Purpose: To explore maternal responsiveness in the first 2 to 4 months after delivery and to evaluate potential predictors of maternal responsiveness, including infant feeding, maternal characteristics, and demographic factors such as age, socioeconomic status, and educational level.

Design and Methods: A cross-sectional survey design was used to assess the variables of maternal responsiveness, feeding patterns, and maternal characteristics in a convenience sample of 177 mothers in the first 2 to 4 months after delivery. The 60-item self-report instrument included scales to measure maternal responsiveness, self-esteem, and satisfaction with life as well as infant feeding questions and sociodemographic items. An online data-collection strategy was used, resulting in participants from 41 U.S. states.

Findings: Multiple regression analysis showed that satisfaction with life, self-esteem, and number of children, but not breastfeeding, explained a significant portion of the variance in self-reported maternal responsiveness scores. In this analysis, sociodemographic variables such as age, education, income, and work status showed little or no relationship to maternal responsiveness scores.

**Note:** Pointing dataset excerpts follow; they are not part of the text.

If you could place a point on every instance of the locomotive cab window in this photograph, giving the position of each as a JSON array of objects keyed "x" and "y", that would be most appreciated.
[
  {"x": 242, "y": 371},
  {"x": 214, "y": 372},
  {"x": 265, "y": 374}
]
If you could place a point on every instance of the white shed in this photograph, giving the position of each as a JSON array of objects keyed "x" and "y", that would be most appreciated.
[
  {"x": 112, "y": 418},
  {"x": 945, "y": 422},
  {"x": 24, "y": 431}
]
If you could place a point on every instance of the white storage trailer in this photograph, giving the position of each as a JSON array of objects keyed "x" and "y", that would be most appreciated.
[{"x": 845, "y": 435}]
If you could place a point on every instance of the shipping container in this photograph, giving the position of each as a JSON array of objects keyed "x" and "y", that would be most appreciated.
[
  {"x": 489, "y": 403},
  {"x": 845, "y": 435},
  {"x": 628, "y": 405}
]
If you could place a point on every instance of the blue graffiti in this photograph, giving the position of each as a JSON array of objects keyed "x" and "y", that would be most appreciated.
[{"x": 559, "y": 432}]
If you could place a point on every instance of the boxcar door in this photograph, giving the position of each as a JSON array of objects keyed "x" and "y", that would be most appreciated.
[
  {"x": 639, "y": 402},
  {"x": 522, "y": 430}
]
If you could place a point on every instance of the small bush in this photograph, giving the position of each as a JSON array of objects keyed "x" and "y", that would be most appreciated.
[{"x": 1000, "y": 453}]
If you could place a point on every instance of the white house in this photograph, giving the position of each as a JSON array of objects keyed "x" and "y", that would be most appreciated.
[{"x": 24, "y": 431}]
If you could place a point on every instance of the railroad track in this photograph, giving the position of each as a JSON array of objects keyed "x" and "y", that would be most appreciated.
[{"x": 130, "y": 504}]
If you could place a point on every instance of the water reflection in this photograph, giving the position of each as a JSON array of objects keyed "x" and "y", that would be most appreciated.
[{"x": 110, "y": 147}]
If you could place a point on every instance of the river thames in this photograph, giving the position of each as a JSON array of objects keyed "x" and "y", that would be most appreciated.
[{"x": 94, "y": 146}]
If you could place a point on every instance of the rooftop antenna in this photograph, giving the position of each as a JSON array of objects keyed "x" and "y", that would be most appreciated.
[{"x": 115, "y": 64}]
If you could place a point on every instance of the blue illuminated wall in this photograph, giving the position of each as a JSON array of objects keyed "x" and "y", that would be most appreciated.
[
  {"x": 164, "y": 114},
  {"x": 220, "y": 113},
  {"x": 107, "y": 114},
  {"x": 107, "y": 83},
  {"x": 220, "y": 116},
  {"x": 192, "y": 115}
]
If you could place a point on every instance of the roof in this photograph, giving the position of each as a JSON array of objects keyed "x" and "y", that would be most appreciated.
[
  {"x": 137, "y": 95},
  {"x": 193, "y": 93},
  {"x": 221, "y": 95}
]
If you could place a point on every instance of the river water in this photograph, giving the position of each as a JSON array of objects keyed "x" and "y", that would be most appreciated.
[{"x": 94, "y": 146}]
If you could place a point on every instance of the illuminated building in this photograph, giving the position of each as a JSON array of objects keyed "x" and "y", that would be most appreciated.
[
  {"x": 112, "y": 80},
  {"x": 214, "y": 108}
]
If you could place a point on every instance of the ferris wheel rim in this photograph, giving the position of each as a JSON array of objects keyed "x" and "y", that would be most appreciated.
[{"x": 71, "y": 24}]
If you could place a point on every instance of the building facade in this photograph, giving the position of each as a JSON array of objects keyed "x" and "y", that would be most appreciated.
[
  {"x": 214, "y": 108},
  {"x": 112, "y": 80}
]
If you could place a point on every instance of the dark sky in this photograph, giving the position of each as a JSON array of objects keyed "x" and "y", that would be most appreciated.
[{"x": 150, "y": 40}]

Conclusions: This study provides additional information about patterns of maternal behavior in the transition to motherhood and some of the variables that influence that transition. Satisfaction with life was a new predictor of maternal responsiveness. However, with only 15% of the variance explained by the predictors in this study, a large portion of the variance in maternal responsiveness remains unexplained. Further research in this area is needed.